I was in very similar circumstances at age 20.

Married, working a full time job cutting frozen chicken on second shift 40+ hrs a week making $7.50 an hour with a wife who didn't work. I was taking a full class load (18 hrs) in chemical engineering, $250/month rent, $250 truck payment, $250 phone bill (wife loved to talk to her friends since she wasn't working - biggest mistake I made was not putting a stop to that but young and in love you do stupid things) and the rest was spent on utilities, food, gas, etc. College was paid for by scholarships that required a 3.0 GPA so no slacking allowed.

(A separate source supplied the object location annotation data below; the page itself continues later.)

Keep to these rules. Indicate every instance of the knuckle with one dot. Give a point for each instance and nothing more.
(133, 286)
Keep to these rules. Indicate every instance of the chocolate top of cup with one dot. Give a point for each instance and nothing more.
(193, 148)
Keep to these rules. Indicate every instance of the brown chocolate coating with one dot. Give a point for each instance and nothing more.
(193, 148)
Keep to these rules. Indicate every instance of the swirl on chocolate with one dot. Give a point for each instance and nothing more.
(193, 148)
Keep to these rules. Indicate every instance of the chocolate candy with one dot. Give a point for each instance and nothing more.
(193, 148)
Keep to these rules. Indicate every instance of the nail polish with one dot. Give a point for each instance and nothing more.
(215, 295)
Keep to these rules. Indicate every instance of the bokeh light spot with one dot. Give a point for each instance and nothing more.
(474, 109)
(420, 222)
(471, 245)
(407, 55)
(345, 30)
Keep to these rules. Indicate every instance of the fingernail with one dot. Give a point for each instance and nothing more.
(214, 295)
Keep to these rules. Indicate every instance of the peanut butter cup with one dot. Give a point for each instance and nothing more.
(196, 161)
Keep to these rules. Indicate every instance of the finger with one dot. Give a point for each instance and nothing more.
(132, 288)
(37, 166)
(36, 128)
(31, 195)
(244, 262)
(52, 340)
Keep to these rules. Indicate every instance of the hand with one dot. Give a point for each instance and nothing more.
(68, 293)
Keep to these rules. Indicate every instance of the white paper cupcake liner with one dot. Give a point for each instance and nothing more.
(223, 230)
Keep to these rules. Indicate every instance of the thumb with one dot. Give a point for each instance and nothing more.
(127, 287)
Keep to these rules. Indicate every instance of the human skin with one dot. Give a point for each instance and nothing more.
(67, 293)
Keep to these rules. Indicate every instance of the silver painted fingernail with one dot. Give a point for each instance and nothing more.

Luckily I had been taught by my parents that if you want something, you work for it. I spent 6 years getting my degree, worked full time all but the final semester. Had a son during college as well. Took on roommates at times to help with rent, bills, etc. Worked two part time jobs, co-oped two years.

You decide your attitude. You control your reactions. Be responsible. Accept that things aren't the way you want them today. That's your starting point. Decide what you out of life and start working working toward it. Your parents don't owe you anything. At 19, you should be paying a good portion of your way. The lessons you learn as this age will set you apart from many of your peers when you go to apply for a job after college.

Use this to your advantage. You are being given a gift of tough times. Show your character by how you respond to it. That is what determines where you go in life.